After the concert, the exhausted virtuoso cleans his pretty feathers, takes a last look in all directions, and swoops down into the interior of a pear shaped tree in my neighbor’s yard for a well deserved afternoon nap with his spouse.
It is two o’clock and the tropical silence is oppressive. Lethargy creeps over everything like a suffocating blanket. The black snake coils up in the shade. The jays disappear into the hibiscus bushes. Unlike early morning, when the five escaped parakeets streak across the scorching sky side by side, and the three seagulls routinely explore their inland territories, and the adolescent squirrels race across the fence tops in search of adventure, there is nothing going on in the steamy afternoon. The sky is empty, the roofs are quiet, the trees still. The mourning doves drowse. Even the latest batch of nervous baby squirrels sleep. As the fans whirr, butterflies still float here and there, laying their last batches of tiny white eggs.
Later on, I see crows stealing precious eggs from families who live in the oak tree across the street. Fortunately, our gifted musician lives with own family in the interior of a well-chosen fortress and many babies have hatched safely. He is lucky and he knows it. Already, he has acquired a tragic sense of life which might be necessary to become a great artist. His first mate, after all, was murdered by a trespassing cat who caught her drinking from the gutter in the front yard. Minutes before the intruder snapped her neck, she had been musing on the edge of a flower pot, softly trying out an interesting new tune she had heard from a talented redheaded woodpecker.
The summer season sighs then meanders reluctantly into August as it always does, the heat grows even more stifling, huge thunderheads gather their strength and storms loom on the horizon. There are now three adolescent mockingbirds flitting in and out of the hedge, watched over unobtrusively by their parents. One scrawny male likes to sit on the palm frond which was his father’s favorite perch. The younger fellow, oblivious to threatening weather, practices one note over and over while his siblings fly delicately around him trying to appreciate a kind of hoarse whine resembling that of a baby squirrel, that he has picked up. The tone and inflection are perfect but he continues to practice and practice striving to attain just the right note of an abandoned squirrel’s anguish, while his proud father listens carefully, nodding his beak in a professorial way. A few days later, the rains come and the family moves away.

Epilogue

The earth turns and we celebrate our humble holidays. More birthdays. More anniversaries. The black snake slithers to the mimosa field where there is now better shade. Mourning doves waddle around the swimming pool looking for that reckless gecko who hides with his new mate behind the giant potted plant.
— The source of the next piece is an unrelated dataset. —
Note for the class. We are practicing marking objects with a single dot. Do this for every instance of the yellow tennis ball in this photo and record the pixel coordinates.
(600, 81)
Thanks to all the hard work of the orange butterflies over the spring and summer, fat orange caterpillars have begun to snack on the passion flower leaves. And the usually tireless bees flying over the pool suddenly suffer unutterable exhaustion and plop into the water, totally spent after their season of blissful work in the mimosa blossoms. Clouds of dragonflies hover aimlessly over the roofs, waiting. The season’s frantic rush to create new life is over. Huge black and yellow butterflies have replaced the orange ones.

Another Epilogue

One hundred and sixty-three light years away in the Large Magellanic Cloud, violent stellar explosions rock the galaxy. Of course, nobody in the yard hears a thing. Little black flies float dead on the surface of the pool. Whole star and planetary systems will burn up over the coming winter, but it doesn’t seem to matter much. This young mockingbird family will return next summer to sing their concerts and give delight and peace to our neighborhood, even as the large animals retreat toward the poles and the seas rise and the forests disappear.